После премьеры Отар Иоселиани, приехавший в Москву для представления своего фильма, ответил на несколько вопросов нашего корреспондента.

-- Почему изменилось название фильма в российском прокате?

-- Оригинальное название непереводимо. Для французских моряков plancher des vaches -- площадка, где пасутся коровы. У нас это никаких ассоциаций не вызывает. Традиций флота и дальних плаваний нет. Соответственно, традиций покидания берега и возврата на берег тоже нет.

-- Правда ли, что у вас проблемы с названиями и каждый свой французский фильм вы сначала назвали «Жена вышла, чтобы изменить мужу»?

-- Нет, только один -- «Разбойники. Глава XII».

-- Как вы выбираете актеров?

-- Я пытаюсь не приглашать тех актеров, которые очень много снимались в кино и несут за собой шлейф сыгранных ими ролей. Известные артисты могут разрушить мой фильм, потому что зритель будет ассоциировать образ того человека, которого они играют, со всеми предыдущими героями. Поэтому я стараюсь работать с людьми неизвестными.

-- Образ птицы марабу в вашем фильме вызвал целую дискуссию. Одни трактуют его как аллюзию на фильм Бунюэля «Призрак свободы», другие -- как alter ego главного героя, а некоторые даже считают, что это своеобразный намек на «певчего дрозда».

-- Но это же не дрозд, а марабу. А фильм Бунюэля я вообще не видел.

Птица у меня -- это образ наблюдателя, философа, который все видит, а говорить ничего не хочет.

-- Среди режиссеров, работающих в современном российском кино, кто-нибудь вызывает у вас интерес?

-- Я с большим почтением относился к тем режиссерам, которые у нас были до наступления разрухи, но в современном российском кино -- нет. Может быть, сегодня в России и есть еще произведения не совсем хамские -- в таком случае я о них просто не знаю. Кое-что знаю о современном грузинском кино, но и это не вызывает у меня оптимизма. Есть достойные фильмы, снятые за границей, но продолжающие традицию российского и грузинского кино. Это, например, «Друзья Яны» -- его снял Арик Каплун в Израиле, и снятый в Германии Last Killer Дито Ценцадзе.

-- А европейское кино?
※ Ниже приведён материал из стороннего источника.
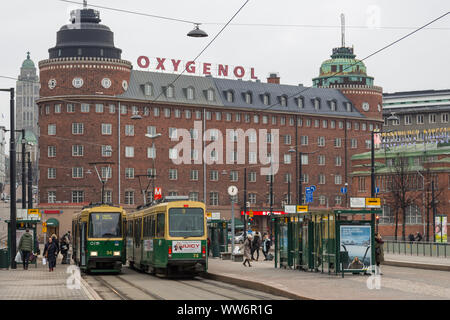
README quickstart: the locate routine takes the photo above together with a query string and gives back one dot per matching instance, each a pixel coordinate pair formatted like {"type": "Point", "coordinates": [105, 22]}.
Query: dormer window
{"type": "Point", "coordinates": [170, 92]}
{"type": "Point", "coordinates": [316, 102]}
{"type": "Point", "coordinates": [148, 89]}
{"type": "Point", "coordinates": [248, 98]}
{"type": "Point", "coordinates": [348, 106]}
{"type": "Point", "coordinates": [333, 105]}
{"type": "Point", "coordinates": [190, 93]}
{"type": "Point", "coordinates": [230, 96]}
{"type": "Point", "coordinates": [301, 102]}
{"type": "Point", "coordinates": [210, 95]}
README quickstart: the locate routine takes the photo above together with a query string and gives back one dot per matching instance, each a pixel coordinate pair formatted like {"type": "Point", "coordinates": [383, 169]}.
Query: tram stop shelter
{"type": "Point", "coordinates": [21, 227]}
{"type": "Point", "coordinates": [339, 241]}
{"type": "Point", "coordinates": [218, 236]}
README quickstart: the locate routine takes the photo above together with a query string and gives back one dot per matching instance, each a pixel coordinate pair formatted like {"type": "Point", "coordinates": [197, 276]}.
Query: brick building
{"type": "Point", "coordinates": [423, 165]}
{"type": "Point", "coordinates": [94, 107]}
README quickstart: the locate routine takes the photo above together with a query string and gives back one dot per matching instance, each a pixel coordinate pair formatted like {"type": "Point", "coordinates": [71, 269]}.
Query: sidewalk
{"type": "Point", "coordinates": [40, 284]}
{"type": "Point", "coordinates": [396, 283]}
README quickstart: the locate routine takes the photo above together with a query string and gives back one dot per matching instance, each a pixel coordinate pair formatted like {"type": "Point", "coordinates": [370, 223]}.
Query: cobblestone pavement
{"type": "Point", "coordinates": [38, 284]}
{"type": "Point", "coordinates": [395, 282]}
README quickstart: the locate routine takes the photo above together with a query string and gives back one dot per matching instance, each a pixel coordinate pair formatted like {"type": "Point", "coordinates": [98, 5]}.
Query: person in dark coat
{"type": "Point", "coordinates": [26, 247]}
{"type": "Point", "coordinates": [50, 253]}
{"type": "Point", "coordinates": [256, 244]}
{"type": "Point", "coordinates": [56, 242]}
{"type": "Point", "coordinates": [379, 252]}
{"type": "Point", "coordinates": [248, 250]}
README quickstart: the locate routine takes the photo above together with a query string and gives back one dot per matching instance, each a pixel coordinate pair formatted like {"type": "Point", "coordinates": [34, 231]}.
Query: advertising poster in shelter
{"type": "Point", "coordinates": [356, 241]}
{"type": "Point", "coordinates": [441, 229]}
Вам нравится, например, «Догма 95»?

-- Я отношусь к «Догме» отрицательно, потому что само понятие «догма» довольно агрессивно, тоталитарно. Это все равно что «тот, кто не с нами, тот против нас». И вообще создание каких-либо манифестов, как это, например, сделали футуристы в России в начале века, ничем хорошим не заканчивается. Создание некой теории, которой непременно надо следовать, обозначает не что иное, как погружение в коллектив, а коллектив категорически противопоказан художнику, так же как и принадлежность к какой бы то ни было идеологии.

-- Ну а то, что в итоге получается?

-- Плохо получается.

-- На кого из предшественников вы ориентируетесь?
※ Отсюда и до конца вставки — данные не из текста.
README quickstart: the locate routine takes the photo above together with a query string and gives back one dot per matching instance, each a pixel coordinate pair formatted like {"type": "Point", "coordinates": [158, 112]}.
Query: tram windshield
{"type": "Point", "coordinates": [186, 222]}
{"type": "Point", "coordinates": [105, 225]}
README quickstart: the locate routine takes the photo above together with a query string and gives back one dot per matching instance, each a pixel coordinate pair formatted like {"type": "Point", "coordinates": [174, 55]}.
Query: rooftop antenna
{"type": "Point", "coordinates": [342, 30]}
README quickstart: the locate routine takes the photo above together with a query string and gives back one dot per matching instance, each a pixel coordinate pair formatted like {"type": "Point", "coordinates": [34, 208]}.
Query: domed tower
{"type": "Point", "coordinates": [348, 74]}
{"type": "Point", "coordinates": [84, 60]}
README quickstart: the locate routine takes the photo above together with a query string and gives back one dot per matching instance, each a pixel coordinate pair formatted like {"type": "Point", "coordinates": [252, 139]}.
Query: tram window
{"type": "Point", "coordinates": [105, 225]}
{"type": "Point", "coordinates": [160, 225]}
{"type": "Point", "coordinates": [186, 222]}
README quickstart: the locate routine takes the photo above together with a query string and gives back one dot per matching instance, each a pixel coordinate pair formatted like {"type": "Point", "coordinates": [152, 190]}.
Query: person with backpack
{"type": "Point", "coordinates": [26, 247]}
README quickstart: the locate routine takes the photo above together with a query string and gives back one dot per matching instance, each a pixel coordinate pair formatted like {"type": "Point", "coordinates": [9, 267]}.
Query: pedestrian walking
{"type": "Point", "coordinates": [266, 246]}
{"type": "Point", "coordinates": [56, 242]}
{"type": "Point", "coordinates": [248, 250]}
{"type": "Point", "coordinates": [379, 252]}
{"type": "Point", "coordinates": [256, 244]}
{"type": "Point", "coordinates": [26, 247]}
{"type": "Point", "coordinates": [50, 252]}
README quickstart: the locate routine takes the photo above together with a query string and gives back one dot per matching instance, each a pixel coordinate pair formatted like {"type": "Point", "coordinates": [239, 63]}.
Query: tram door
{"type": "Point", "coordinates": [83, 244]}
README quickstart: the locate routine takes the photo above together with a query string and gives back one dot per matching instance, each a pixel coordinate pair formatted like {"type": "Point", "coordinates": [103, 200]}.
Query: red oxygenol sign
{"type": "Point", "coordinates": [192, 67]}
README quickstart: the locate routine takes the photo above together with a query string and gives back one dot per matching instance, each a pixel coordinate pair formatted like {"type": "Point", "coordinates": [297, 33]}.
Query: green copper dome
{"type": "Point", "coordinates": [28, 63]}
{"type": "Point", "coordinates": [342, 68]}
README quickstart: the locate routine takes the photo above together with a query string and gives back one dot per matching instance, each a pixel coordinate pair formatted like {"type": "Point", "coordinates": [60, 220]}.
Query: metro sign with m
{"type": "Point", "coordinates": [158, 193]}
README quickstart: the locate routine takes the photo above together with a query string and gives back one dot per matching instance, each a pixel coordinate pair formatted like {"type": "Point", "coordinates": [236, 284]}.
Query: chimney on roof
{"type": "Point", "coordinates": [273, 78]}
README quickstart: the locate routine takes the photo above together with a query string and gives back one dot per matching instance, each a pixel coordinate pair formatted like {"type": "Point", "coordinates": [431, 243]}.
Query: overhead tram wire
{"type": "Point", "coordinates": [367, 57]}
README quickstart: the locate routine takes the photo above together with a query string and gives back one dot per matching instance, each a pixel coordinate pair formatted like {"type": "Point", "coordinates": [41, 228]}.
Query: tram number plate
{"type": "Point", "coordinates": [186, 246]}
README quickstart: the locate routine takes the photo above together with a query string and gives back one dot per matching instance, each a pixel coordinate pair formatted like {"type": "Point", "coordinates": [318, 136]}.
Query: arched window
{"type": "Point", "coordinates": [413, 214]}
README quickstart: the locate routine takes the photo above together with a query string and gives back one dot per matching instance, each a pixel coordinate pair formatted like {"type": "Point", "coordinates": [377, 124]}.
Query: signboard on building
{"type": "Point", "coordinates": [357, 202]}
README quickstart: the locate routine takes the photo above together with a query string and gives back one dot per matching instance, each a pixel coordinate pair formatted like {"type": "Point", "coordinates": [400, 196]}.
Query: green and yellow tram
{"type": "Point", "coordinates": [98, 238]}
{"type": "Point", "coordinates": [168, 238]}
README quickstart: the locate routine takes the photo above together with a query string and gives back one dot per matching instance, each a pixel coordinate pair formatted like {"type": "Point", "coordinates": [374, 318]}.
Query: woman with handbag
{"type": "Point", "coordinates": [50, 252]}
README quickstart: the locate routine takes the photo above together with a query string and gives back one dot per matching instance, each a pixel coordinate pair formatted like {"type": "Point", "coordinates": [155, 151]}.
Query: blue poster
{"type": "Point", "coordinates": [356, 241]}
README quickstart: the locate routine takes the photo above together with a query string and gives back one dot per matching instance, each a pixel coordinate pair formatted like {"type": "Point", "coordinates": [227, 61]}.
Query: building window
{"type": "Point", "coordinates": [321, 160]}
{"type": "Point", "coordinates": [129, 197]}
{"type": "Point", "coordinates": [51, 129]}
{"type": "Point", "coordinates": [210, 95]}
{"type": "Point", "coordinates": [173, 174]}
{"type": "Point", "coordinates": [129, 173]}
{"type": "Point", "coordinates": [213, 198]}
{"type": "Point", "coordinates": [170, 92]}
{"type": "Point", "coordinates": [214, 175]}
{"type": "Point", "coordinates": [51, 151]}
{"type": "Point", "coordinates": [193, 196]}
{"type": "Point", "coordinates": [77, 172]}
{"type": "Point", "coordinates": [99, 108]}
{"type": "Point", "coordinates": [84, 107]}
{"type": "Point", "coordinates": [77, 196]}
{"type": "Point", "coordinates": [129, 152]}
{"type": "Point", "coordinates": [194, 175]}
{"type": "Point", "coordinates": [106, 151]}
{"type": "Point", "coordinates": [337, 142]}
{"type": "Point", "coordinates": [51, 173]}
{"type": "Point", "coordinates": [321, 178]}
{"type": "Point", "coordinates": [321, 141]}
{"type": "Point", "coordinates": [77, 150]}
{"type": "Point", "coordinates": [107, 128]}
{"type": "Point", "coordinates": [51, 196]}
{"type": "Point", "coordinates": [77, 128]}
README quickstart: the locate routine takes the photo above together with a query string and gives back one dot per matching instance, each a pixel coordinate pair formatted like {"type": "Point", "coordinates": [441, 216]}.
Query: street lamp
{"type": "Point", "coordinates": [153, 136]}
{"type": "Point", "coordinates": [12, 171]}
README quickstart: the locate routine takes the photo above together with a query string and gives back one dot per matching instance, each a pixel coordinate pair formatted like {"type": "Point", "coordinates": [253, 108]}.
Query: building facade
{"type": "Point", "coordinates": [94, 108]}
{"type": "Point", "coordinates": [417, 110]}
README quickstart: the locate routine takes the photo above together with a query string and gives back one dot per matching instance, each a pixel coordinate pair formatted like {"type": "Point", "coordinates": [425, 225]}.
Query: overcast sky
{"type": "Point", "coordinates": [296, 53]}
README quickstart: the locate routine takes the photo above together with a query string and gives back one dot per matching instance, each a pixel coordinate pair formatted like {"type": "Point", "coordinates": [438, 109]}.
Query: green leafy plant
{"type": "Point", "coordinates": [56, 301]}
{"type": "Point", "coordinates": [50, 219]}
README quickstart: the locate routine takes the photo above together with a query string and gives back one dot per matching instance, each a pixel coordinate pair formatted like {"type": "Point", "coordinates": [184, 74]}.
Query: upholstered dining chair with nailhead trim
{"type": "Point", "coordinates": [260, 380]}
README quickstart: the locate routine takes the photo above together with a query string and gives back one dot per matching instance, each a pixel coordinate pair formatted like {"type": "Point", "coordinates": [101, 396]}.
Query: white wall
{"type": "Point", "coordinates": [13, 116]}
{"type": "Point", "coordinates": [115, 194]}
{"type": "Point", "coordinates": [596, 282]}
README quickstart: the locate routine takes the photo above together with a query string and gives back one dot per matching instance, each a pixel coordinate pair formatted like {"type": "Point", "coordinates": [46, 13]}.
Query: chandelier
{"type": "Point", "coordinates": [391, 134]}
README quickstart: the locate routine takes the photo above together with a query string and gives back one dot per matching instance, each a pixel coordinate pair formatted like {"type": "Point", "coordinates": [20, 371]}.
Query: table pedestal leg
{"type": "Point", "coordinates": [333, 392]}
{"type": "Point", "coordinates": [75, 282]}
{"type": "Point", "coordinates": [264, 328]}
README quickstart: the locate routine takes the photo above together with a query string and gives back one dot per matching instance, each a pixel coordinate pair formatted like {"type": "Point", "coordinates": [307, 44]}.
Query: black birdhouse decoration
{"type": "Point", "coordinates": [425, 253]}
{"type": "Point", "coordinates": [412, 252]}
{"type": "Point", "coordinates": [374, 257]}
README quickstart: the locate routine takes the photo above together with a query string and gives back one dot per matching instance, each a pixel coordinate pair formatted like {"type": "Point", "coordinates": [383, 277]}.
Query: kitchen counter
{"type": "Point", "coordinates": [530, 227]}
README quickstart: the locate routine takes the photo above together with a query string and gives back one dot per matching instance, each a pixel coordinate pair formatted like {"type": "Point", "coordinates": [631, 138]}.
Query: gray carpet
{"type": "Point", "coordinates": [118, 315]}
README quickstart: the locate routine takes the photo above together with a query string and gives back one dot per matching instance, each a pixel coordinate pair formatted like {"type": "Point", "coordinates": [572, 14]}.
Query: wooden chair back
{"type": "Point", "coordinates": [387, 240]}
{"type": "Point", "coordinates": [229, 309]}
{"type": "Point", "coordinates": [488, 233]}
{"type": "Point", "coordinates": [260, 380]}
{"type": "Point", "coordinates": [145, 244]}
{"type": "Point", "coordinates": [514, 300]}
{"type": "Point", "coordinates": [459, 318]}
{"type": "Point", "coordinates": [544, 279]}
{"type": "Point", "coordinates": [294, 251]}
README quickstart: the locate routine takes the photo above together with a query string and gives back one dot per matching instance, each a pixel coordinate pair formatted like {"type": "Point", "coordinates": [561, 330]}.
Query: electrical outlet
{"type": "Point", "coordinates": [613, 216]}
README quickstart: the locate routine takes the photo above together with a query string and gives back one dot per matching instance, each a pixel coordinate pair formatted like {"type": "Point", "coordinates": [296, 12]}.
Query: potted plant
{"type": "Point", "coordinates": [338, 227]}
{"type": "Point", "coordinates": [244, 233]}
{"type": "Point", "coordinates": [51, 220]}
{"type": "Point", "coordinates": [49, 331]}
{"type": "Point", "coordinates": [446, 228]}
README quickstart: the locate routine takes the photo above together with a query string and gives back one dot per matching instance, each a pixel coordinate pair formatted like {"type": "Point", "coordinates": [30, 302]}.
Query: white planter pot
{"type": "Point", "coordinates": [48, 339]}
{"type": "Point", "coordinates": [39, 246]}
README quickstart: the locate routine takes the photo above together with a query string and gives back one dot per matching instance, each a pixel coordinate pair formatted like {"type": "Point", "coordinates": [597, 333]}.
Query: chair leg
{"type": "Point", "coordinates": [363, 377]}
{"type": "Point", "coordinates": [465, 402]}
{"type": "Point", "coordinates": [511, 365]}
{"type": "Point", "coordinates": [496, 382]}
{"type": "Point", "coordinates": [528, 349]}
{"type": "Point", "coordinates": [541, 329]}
-- Я ориентируюсь на Михаила Афанасьевича Булгакова, больше ни на кого. Мне нравится его склад мыслей, и то, как он точно выразился по поводу безобразия, которое здесь творилось.

-- Есть ли разница между тем, как проходят съемки здесь и во Франции?

-- Абсолютно то же самое, что и здесь. Тот же хаос. С той только разницей, что здесь кинематографа вообще уже нет, а там еще есть какая-то надежда.

-- Вы собираетесь остаться во Франции?

-- Я стараюсь быть там, где есть работа. Сейчас и в ближайшем будущем в России такой перспективы нет.